Avoid pre-built code review tools when (1) your use case requires deep customization that the tool's plugin system doesn't support, (2) you have strict compliance requirements that ban third-party dependencies, (3) the tool's maintenance is inactive (last commit >6 months ago), or (4) your data volume is small enough that a 50-line custom script is cheaper than learning the tool. For most production workflows above 100 requests/day, the time savings from a maintained tool outweigh the customization loss.
Code Review focuses specifically on find the top ai-powered code review tools that help you catch bugs, enforce style, and improve code quality automatically. Test Generation is a related but distinct category — see https://agentskillshub.top/best/test-generation/ for those tools.
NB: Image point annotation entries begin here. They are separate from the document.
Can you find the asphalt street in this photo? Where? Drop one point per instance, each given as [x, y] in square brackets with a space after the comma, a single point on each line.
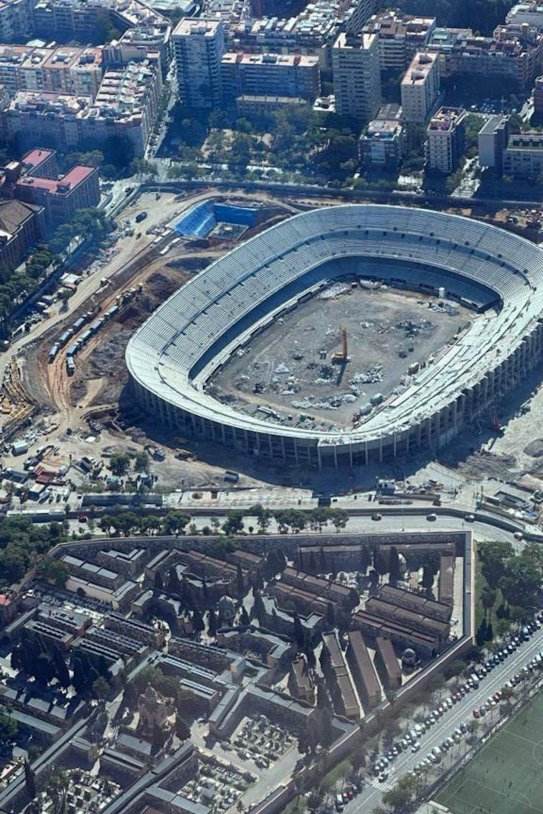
[372, 794]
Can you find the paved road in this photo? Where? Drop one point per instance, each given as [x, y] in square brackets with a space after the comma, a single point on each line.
[371, 797]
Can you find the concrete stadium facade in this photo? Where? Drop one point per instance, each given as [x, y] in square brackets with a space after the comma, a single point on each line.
[172, 355]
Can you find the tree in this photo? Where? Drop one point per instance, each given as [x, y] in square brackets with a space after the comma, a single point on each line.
[393, 565]
[212, 623]
[494, 558]
[8, 728]
[30, 781]
[197, 621]
[53, 570]
[174, 584]
[141, 462]
[488, 598]
[119, 463]
[234, 522]
[521, 583]
[240, 581]
[101, 688]
[61, 670]
[298, 633]
[181, 729]
[340, 518]
[276, 562]
[428, 575]
[175, 522]
[44, 669]
[259, 609]
[158, 582]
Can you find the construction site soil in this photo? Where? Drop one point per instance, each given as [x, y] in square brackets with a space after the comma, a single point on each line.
[106, 361]
[294, 372]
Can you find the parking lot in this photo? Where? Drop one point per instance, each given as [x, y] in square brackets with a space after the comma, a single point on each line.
[261, 741]
[217, 786]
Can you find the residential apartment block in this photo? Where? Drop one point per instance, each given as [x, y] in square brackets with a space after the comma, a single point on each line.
[420, 88]
[198, 46]
[125, 107]
[492, 140]
[399, 37]
[523, 156]
[356, 76]
[56, 70]
[61, 196]
[445, 139]
[20, 229]
[382, 144]
[290, 75]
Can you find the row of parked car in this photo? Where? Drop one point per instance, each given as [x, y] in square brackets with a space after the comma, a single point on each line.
[508, 648]
[411, 740]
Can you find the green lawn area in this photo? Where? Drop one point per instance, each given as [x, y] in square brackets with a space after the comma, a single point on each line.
[506, 777]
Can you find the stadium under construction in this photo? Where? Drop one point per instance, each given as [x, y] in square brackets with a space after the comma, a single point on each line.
[496, 274]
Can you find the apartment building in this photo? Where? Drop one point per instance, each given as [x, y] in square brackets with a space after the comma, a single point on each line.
[20, 230]
[38, 183]
[57, 70]
[538, 97]
[338, 678]
[312, 32]
[513, 53]
[198, 46]
[137, 44]
[15, 17]
[492, 141]
[420, 88]
[125, 107]
[356, 76]
[290, 75]
[527, 13]
[399, 37]
[523, 156]
[67, 20]
[382, 144]
[445, 139]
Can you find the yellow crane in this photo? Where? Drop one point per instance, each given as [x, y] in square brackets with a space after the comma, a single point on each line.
[341, 357]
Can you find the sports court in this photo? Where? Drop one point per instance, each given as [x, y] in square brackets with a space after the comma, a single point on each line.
[506, 777]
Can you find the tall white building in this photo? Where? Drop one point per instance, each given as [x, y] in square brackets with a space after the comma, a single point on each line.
[420, 88]
[357, 77]
[445, 139]
[198, 48]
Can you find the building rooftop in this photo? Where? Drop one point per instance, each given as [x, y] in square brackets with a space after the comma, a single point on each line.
[446, 119]
[420, 67]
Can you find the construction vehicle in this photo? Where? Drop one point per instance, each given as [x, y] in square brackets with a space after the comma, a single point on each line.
[341, 357]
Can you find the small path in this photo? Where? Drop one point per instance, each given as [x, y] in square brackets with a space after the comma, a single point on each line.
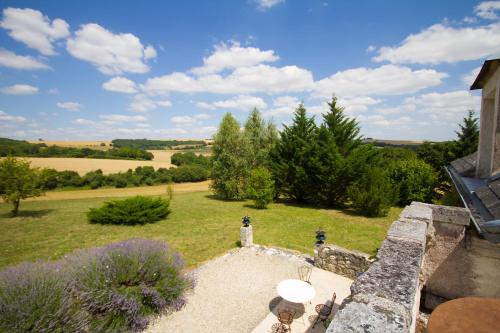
[123, 192]
[237, 293]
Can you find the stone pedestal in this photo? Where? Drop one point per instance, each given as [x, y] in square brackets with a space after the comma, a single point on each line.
[246, 236]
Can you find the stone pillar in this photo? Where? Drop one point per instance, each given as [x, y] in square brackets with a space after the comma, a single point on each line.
[246, 236]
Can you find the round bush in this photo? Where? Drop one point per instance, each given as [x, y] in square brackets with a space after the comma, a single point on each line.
[121, 284]
[136, 210]
[34, 297]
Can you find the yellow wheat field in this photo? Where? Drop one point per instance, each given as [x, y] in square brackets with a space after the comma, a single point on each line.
[84, 165]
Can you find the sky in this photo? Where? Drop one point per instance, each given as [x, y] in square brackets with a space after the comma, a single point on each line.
[95, 70]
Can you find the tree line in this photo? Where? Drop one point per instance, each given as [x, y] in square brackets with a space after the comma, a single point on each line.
[326, 165]
[9, 147]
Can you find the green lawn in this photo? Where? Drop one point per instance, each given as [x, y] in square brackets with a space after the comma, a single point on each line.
[199, 227]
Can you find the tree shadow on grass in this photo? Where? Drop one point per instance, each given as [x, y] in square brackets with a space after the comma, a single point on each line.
[28, 213]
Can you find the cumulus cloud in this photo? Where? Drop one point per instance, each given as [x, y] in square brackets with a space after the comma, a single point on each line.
[241, 102]
[385, 80]
[70, 106]
[143, 103]
[120, 118]
[266, 4]
[111, 53]
[120, 84]
[469, 78]
[233, 56]
[20, 89]
[12, 60]
[487, 10]
[442, 43]
[32, 28]
[243, 80]
[189, 120]
[5, 117]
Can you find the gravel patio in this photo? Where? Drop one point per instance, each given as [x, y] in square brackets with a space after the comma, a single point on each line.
[237, 293]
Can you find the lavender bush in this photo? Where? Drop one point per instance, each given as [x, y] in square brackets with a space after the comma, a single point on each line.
[123, 284]
[115, 288]
[34, 298]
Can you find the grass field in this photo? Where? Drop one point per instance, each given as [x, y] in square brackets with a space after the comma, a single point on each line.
[200, 227]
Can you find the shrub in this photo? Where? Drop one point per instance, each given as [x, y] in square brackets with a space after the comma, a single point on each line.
[415, 180]
[373, 194]
[136, 210]
[34, 297]
[189, 173]
[261, 187]
[122, 283]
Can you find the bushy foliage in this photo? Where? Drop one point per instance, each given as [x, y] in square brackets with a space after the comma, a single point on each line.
[261, 187]
[189, 173]
[115, 288]
[18, 181]
[292, 156]
[373, 194]
[130, 211]
[414, 179]
[121, 284]
[230, 167]
[34, 297]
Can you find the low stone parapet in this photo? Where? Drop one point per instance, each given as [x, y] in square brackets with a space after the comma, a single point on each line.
[341, 261]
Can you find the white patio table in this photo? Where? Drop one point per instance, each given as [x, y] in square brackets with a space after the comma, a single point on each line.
[296, 291]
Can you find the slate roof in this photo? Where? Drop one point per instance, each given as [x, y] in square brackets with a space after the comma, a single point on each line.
[481, 196]
[487, 70]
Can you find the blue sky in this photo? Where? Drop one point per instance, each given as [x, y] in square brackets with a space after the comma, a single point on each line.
[85, 70]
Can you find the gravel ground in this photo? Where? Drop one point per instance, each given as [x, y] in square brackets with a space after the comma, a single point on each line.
[233, 292]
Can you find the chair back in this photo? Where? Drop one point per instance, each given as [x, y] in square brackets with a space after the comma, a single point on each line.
[305, 273]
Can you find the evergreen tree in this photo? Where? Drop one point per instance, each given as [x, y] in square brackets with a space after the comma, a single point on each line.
[230, 168]
[261, 137]
[345, 130]
[468, 136]
[291, 158]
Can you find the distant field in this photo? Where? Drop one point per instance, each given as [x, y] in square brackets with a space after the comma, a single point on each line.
[77, 144]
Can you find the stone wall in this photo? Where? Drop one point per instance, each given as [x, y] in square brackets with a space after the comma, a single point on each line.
[429, 247]
[341, 261]
[386, 297]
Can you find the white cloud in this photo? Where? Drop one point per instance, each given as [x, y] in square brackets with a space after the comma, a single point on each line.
[120, 118]
[469, 78]
[487, 10]
[32, 28]
[233, 56]
[189, 120]
[110, 53]
[385, 80]
[143, 103]
[266, 4]
[243, 80]
[120, 84]
[241, 102]
[12, 60]
[5, 117]
[70, 106]
[20, 89]
[448, 105]
[441, 43]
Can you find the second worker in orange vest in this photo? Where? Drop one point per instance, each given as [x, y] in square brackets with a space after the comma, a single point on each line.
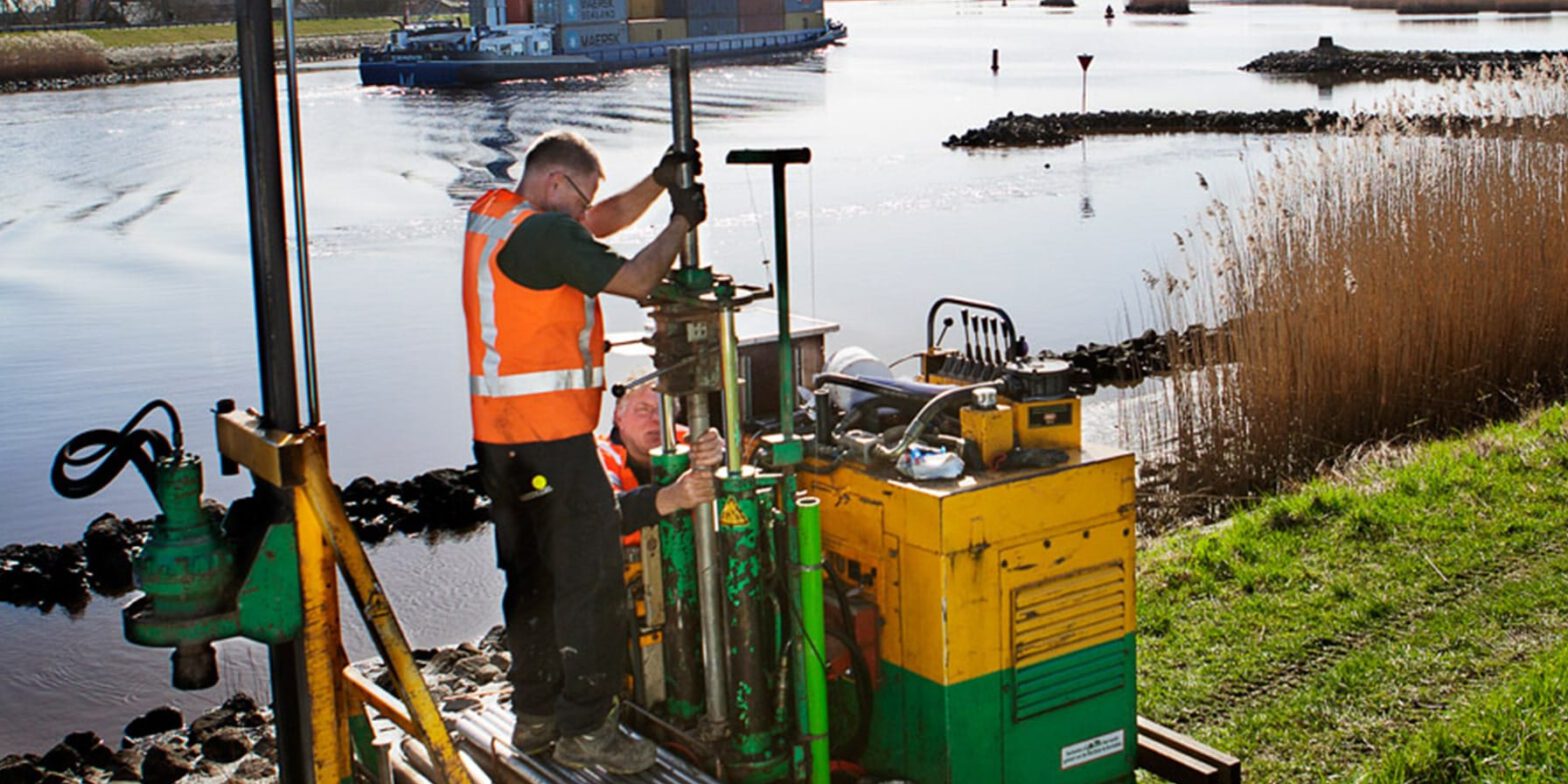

The two often appear in the same agent pipeline but solve different problems: choose code review when your primary goal is the specific task, and test generation when the workflow is broader.
For most teams, yes. brooks-lint has 1.2k stars worth of community testing, handles edge cases you haven't thought of, and ships with documentation. Build your own only when (1) your requirements are deeply non-standard, (2) you have a security/compliance reason to avoid OSS dependencies, or (3) the maintenance burden is small enough (<200 lines of code) that you'll save time long-term. The break-even point is usually around 2-3 weeks of dev time saved.
Most code review tools listed are open source under permissive licenses (MIT, Apache 2.0). A handful offer paid managed/cloud versions on top of free self-hosted core. Always check the LICENSE file on each tool's GitHub repository before commercial use — some use AGPL or non-commercial restrictions that may not fit your deployment model.